Here is an article that breaks it down and is considerably shorter than 100 pages: linky
From the Wired article: “The article intends to get news aggregator sites, such as Google News, to pay publishers for using snippets of their articles on their platforms. Press publications “may obtain fair and proportionate remuneration for the digital use of their press publications by information society service providers,” the Directive states. No one is really sure how this one would work either. How much of an article has to be shared before a platform has to pay the publisher?”
Also, the focus is on the tech giants sharing copyrighted content rather than small sites.
From Wired: “Simply put, the Directive on Copyright places more responsibility on websites such as YouTube, Facebook and Twitter to make sure that copyrighted materially isn’t being illegaly shared on their platforms.
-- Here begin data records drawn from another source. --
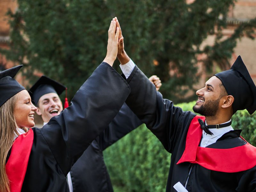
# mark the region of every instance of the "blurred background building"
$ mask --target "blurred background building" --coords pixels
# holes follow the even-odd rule
[[[194,0],[187,0],[188,3],[191,3]],[[230,7],[228,14],[227,20],[228,27],[222,30],[224,37],[227,38],[231,36],[238,25],[241,23],[248,22],[250,19],[256,17],[256,0],[239,0],[235,2],[234,7]],[[1,0],[0,1],[0,47],[8,49],[7,43],[9,39],[9,34],[10,28],[8,18],[6,16],[6,12],[10,9],[14,12],[17,9],[18,5],[16,1],[13,0]],[[256,33],[254,35],[256,36]],[[202,44],[203,47],[206,45],[213,44],[214,36],[209,36]],[[242,37],[237,40],[237,46],[235,49],[232,58],[230,60],[230,65],[235,60],[237,57],[241,55],[244,63],[248,68],[252,78],[256,84],[256,64],[254,58],[256,50],[256,40],[252,40],[246,37]],[[198,57],[203,59],[205,56],[200,55]],[[199,58],[199,59],[200,59]],[[0,54],[0,70],[9,68],[14,65],[11,61],[7,60],[4,56]],[[207,74],[203,66],[198,63],[199,71],[202,72],[202,77],[198,84],[195,85],[195,89],[201,87],[204,82],[212,73]],[[217,71],[215,68],[217,65],[214,65],[213,73]],[[171,72],[170,72],[171,73]],[[23,84],[27,84],[21,75],[20,74],[16,76],[16,79]],[[188,93],[188,96],[194,94],[194,92]]]

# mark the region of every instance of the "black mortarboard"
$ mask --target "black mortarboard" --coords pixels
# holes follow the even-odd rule
[[[56,93],[60,95],[66,89],[63,85],[45,76],[41,76],[29,89],[32,102],[37,105],[39,99],[44,95]]]
[[[22,65],[0,72],[0,106],[7,100],[25,88],[13,77]]]
[[[229,70],[214,75],[220,79],[229,95],[235,99],[233,113],[246,109],[250,115],[256,110],[256,86],[239,56]]]

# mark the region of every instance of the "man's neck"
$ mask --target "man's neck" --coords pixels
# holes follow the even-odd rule
[[[230,120],[229,117],[223,116],[221,117],[215,116],[205,117],[205,120],[208,125],[216,125],[224,123]]]

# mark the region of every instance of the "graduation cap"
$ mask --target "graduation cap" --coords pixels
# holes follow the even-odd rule
[[[55,93],[58,95],[66,90],[64,108],[68,107],[67,98],[67,88],[59,83],[44,76],[42,76],[29,89],[29,94],[32,102],[37,105],[42,96],[50,93]]]
[[[233,114],[245,109],[252,115],[256,110],[256,86],[239,56],[229,70],[214,75],[225,87],[228,95],[234,97]]]
[[[14,95],[25,89],[13,77],[23,65],[0,72],[0,106]]]

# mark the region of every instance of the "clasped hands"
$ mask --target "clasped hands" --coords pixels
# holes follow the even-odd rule
[[[117,55],[121,55],[125,52],[124,37],[120,25],[116,17],[113,18],[111,21],[108,33],[107,54],[103,61],[112,67]]]

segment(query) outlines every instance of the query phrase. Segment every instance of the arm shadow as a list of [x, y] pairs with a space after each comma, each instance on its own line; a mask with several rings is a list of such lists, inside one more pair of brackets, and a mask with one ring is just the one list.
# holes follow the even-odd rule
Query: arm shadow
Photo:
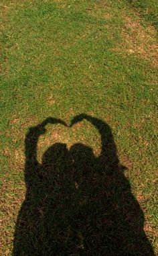
[[98, 131], [100, 155], [82, 143], [55, 143], [37, 161], [37, 144], [49, 118], [26, 134], [26, 194], [15, 230], [13, 256], [154, 256], [144, 214], [120, 164], [110, 126], [81, 114]]

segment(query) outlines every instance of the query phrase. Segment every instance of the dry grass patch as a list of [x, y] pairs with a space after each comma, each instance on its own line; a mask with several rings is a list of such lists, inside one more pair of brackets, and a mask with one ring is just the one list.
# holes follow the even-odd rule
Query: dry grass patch
[[153, 26], [143, 28], [139, 21], [131, 17], [125, 17], [125, 26], [122, 29], [122, 42], [114, 50], [134, 54], [149, 60], [154, 67], [158, 66], [158, 44], [156, 30]]

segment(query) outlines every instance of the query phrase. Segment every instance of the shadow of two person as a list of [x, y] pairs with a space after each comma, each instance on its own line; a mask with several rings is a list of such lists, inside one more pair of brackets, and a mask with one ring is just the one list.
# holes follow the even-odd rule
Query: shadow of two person
[[101, 136], [98, 157], [92, 149], [55, 143], [37, 161], [46, 126], [66, 124], [49, 118], [26, 135], [25, 199], [17, 217], [13, 255], [154, 255], [143, 231], [144, 214], [124, 175], [109, 126], [86, 114]]

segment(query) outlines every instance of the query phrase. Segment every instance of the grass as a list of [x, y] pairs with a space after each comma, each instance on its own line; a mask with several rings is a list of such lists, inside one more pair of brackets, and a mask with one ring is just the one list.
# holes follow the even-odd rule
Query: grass
[[[82, 113], [99, 118], [109, 126], [107, 132], [110, 131], [113, 134], [112, 146], [114, 147], [114, 141], [119, 161], [127, 167], [125, 175], [116, 169], [116, 173], [121, 179], [118, 182], [121, 182], [118, 183], [121, 187], [123, 183], [127, 187], [127, 191], [134, 205], [135, 200], [140, 204], [145, 216], [143, 217], [143, 212], [139, 208], [139, 218], [144, 218], [146, 236], [154, 248], [155, 255], [158, 253], [156, 231], [157, 177], [155, 175], [157, 44], [157, 24], [155, 22], [157, 7], [157, 1], [154, 0], [143, 1], [143, 6], [141, 1], [137, 3], [133, 1], [132, 5], [138, 7], [137, 10], [141, 10], [141, 17], [125, 0], [107, 0], [106, 2], [93, 0], [1, 1], [1, 255], [11, 255], [15, 227], [20, 229], [19, 232], [23, 230], [18, 223], [20, 218], [25, 219], [23, 208], [21, 206], [25, 193], [27, 195], [28, 192], [23, 171], [25, 161], [24, 141], [29, 128], [42, 123], [50, 116], [60, 118], [68, 124], [74, 117]], [[37, 154], [40, 163], [42, 163], [44, 153], [54, 142], [65, 143], [68, 148], [72, 148], [74, 144], [82, 142], [88, 148], [93, 149], [95, 157], [99, 157], [100, 134], [86, 120], [78, 122], [71, 129], [60, 124], [52, 128], [48, 124], [47, 130], [48, 132], [39, 140]], [[59, 146], [57, 149], [60, 148]], [[88, 160], [91, 153], [87, 148], [82, 148], [78, 146], [76, 155], [80, 156], [78, 151], [82, 151]], [[31, 148], [29, 152], [31, 152]], [[66, 162], [70, 175], [62, 177], [62, 181], [58, 178], [50, 178], [49, 187], [52, 187], [55, 181], [57, 184], [54, 186], [53, 195], [49, 189], [45, 190], [46, 183], [43, 183], [42, 191], [50, 195], [52, 200], [60, 202], [58, 207], [54, 206], [57, 211], [55, 221], [52, 223], [52, 219], [50, 218], [44, 219], [42, 222], [40, 228], [43, 240], [46, 239], [44, 227], [50, 223], [50, 226], [54, 227], [57, 241], [54, 244], [57, 250], [55, 255], [64, 255], [64, 250], [66, 250], [67, 255], [96, 255], [95, 246], [92, 245], [96, 241], [100, 245], [100, 255], [104, 255], [102, 251], [105, 251], [105, 248], [101, 241], [102, 238], [105, 239], [103, 227], [106, 224], [104, 224], [106, 218], [100, 216], [104, 214], [104, 202], [102, 201], [102, 198], [98, 200], [100, 195], [97, 194], [95, 188], [100, 186], [100, 191], [106, 197], [104, 186], [108, 178], [106, 174], [102, 178], [99, 175], [94, 176], [94, 170], [98, 170], [98, 167], [94, 163], [95, 158], [93, 155], [92, 159], [89, 159], [89, 163], [93, 163], [90, 173], [92, 177], [78, 177], [79, 171], [76, 173], [76, 177], [71, 179], [70, 177], [73, 176], [71, 176], [70, 170], [71, 164], [66, 161], [69, 157], [65, 156], [66, 152], [64, 150], [61, 149], [61, 152], [64, 152], [64, 159], [61, 154], [62, 160], [58, 160], [59, 156], [56, 155], [55, 162], [62, 165], [58, 167], [61, 170], [64, 169]], [[115, 153], [112, 155], [116, 157]], [[87, 159], [84, 168], [89, 166]], [[82, 159], [76, 159], [76, 165], [82, 167]], [[100, 169], [103, 168], [100, 164], [98, 166]], [[33, 169], [33, 165], [32, 168]], [[55, 173], [58, 175], [57, 171]], [[96, 182], [92, 177], [96, 179]], [[111, 195], [116, 196], [120, 193], [118, 189], [116, 189], [117, 177], [112, 181], [115, 189], [112, 190], [113, 187], [108, 185], [106, 191], [113, 191], [114, 194]], [[90, 185], [94, 184], [93, 182], [94, 189]], [[63, 189], [62, 192], [60, 189]], [[39, 191], [33, 189], [33, 191], [37, 198]], [[61, 201], [56, 197], [66, 194], [68, 198], [62, 196]], [[40, 201], [42, 198], [38, 198]], [[127, 198], [127, 202], [119, 196], [113, 199], [110, 196], [110, 198], [111, 206], [118, 202], [122, 211], [123, 206], [125, 206], [126, 212], [131, 209], [130, 198]], [[72, 202], [70, 199], [74, 201], [74, 204], [70, 203]], [[35, 198], [29, 199], [33, 208], [35, 206], [34, 200]], [[89, 200], [89, 204], [85, 203], [86, 200]], [[79, 204], [80, 202], [82, 202], [81, 204]], [[26, 204], [23, 204], [24, 209]], [[105, 205], [107, 204], [106, 202]], [[41, 207], [46, 207], [46, 205]], [[108, 215], [112, 214], [112, 209], [113, 206], [109, 208]], [[36, 206], [33, 212], [35, 210]], [[39, 223], [40, 218], [36, 217], [35, 220], [35, 212], [33, 212], [33, 214], [30, 210], [26, 212], [27, 218], [30, 218], [30, 224], [33, 226], [37, 220]], [[88, 215], [89, 220], [85, 217]], [[79, 223], [73, 222], [74, 216], [78, 216]], [[61, 218], [64, 221], [61, 220]], [[93, 218], [94, 222], [98, 223], [96, 229], [90, 222]], [[130, 220], [131, 222], [133, 220], [132, 230], [135, 233], [138, 227], [143, 229], [143, 223], [142, 220], [139, 222], [139, 218], [136, 220], [133, 218]], [[118, 220], [120, 227], [125, 227], [127, 224], [127, 222], [124, 223], [125, 220], [120, 218]], [[71, 222], [72, 224], [70, 227]], [[110, 223], [110, 220], [108, 223]], [[57, 226], [54, 226], [56, 224]], [[24, 225], [24, 230], [27, 230], [26, 226]], [[77, 234], [73, 226], [76, 227]], [[90, 230], [92, 226], [93, 231]], [[33, 228], [30, 231], [33, 237], [35, 232]], [[88, 230], [90, 234], [89, 240]], [[123, 230], [125, 228], [123, 228]], [[114, 226], [110, 237], [113, 238], [115, 232], [117, 235], [122, 234], [118, 228], [116, 229]], [[29, 239], [31, 237], [30, 232], [28, 231], [26, 234], [27, 239]], [[108, 251], [107, 255], [112, 255], [112, 247], [114, 250], [114, 237], [106, 240], [111, 250], [111, 254]], [[131, 237], [135, 239], [134, 235]], [[27, 239], [25, 248], [28, 249], [27, 243], [29, 240]], [[121, 248], [118, 245], [120, 251], [114, 251], [113, 255], [130, 253], [133, 247], [131, 245], [133, 245], [133, 255], [145, 255], [141, 251], [141, 247], [140, 251], [138, 251], [137, 247], [135, 249], [135, 243], [130, 241], [129, 237], [128, 239], [125, 241], [126, 247]], [[67, 243], [64, 242], [64, 244], [66, 241]], [[35, 240], [33, 242], [37, 243]], [[25, 243], [23, 241], [23, 243]], [[45, 241], [45, 245], [47, 243], [49, 245], [49, 239], [48, 241]], [[59, 245], [64, 244], [65, 247], [63, 246], [61, 249], [64, 251], [60, 251]], [[86, 251], [86, 245], [89, 245], [91, 251]], [[29, 251], [28, 255], [33, 255], [33, 251]], [[44, 251], [42, 255], [44, 255]]]
[[129, 0], [129, 1], [147, 21], [151, 22], [157, 30], [158, 3], [157, 1], [155, 0], [145, 0], [143, 1], [141, 0]]

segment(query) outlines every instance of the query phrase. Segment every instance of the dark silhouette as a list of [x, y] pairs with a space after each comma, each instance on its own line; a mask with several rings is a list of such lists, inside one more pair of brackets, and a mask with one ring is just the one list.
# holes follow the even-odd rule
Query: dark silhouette
[[66, 124], [50, 118], [27, 134], [27, 191], [15, 227], [14, 256], [154, 255], [109, 126], [81, 114], [70, 128], [84, 119], [101, 136], [98, 157], [81, 143], [69, 151], [55, 143], [40, 164], [37, 144], [46, 124]]

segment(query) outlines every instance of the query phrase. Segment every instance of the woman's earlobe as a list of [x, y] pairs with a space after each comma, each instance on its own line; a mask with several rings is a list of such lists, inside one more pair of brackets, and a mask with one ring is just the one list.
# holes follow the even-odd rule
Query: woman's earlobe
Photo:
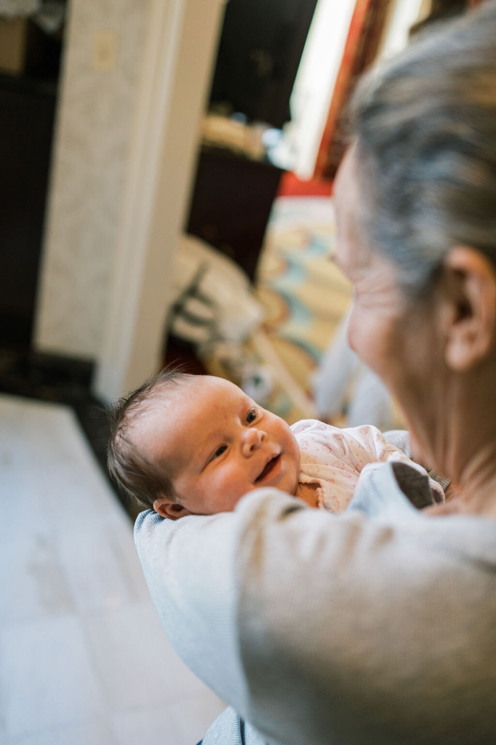
[[464, 372], [488, 357], [496, 344], [496, 271], [476, 249], [458, 246], [445, 261], [445, 358]]

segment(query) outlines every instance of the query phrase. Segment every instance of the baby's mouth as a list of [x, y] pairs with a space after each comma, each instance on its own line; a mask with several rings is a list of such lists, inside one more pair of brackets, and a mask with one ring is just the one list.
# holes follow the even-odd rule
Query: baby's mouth
[[274, 455], [273, 458], [271, 458], [271, 460], [266, 464], [266, 466], [264, 468], [264, 469], [262, 472], [262, 473], [260, 473], [257, 477], [257, 478], [255, 479], [255, 481], [254, 481], [255, 484], [259, 484], [260, 481], [263, 481], [263, 480], [265, 478], [266, 478], [267, 476], [270, 475], [270, 474], [272, 472], [272, 471], [277, 466], [277, 463], [279, 463], [280, 457], [281, 457], [280, 456], [280, 453], [279, 453], [277, 455]]

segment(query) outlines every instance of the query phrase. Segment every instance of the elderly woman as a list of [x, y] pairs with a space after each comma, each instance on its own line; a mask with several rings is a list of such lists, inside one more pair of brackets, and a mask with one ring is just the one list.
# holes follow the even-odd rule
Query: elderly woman
[[454, 495], [416, 509], [390, 463], [341, 516], [273, 489], [140, 516], [167, 632], [233, 707], [204, 745], [496, 742], [496, 4], [373, 72], [352, 119], [350, 343]]

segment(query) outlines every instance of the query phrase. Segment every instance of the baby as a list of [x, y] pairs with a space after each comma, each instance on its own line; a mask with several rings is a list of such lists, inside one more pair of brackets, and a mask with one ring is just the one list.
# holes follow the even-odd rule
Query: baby
[[[387, 460], [418, 470], [375, 427], [338, 429], [313, 419], [290, 427], [240, 388], [210, 375], [164, 370], [110, 414], [109, 470], [164, 517], [233, 510], [272, 486], [313, 507], [344, 510], [364, 470]], [[437, 501], [443, 498], [435, 482]]]

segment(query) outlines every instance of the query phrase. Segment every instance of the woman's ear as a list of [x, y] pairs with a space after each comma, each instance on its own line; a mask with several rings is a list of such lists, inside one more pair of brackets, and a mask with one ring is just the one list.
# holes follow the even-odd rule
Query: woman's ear
[[180, 517], [185, 517], [186, 515], [193, 515], [189, 510], [184, 507], [178, 502], [175, 502], [173, 499], [167, 497], [158, 497], [153, 502], [153, 509], [162, 517], [169, 518], [170, 520], [177, 520]]
[[444, 261], [442, 326], [449, 368], [465, 372], [496, 341], [496, 270], [484, 254], [457, 246]]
Until now, the onus has mostly been on the copyright holders – usually the companies that produce audio, video or written content – to enforce copyright protection but under the new law this responsibility will shift onto the major platforms themselves.”
As it is with any piece of legislation, this is absurdly complex and there are more questions than answers as to how this would apply in the real world. Youtube and silicon valley lobbying groups tied to facebook, google, etc are strongly opposed to Article 13, while content producers such as the Society of Authors are in favor of it. Take from that what you will. Ultimately, I get the impression this is more bad than good, and it is unclear how, if at all, this affects content produced outside the EU.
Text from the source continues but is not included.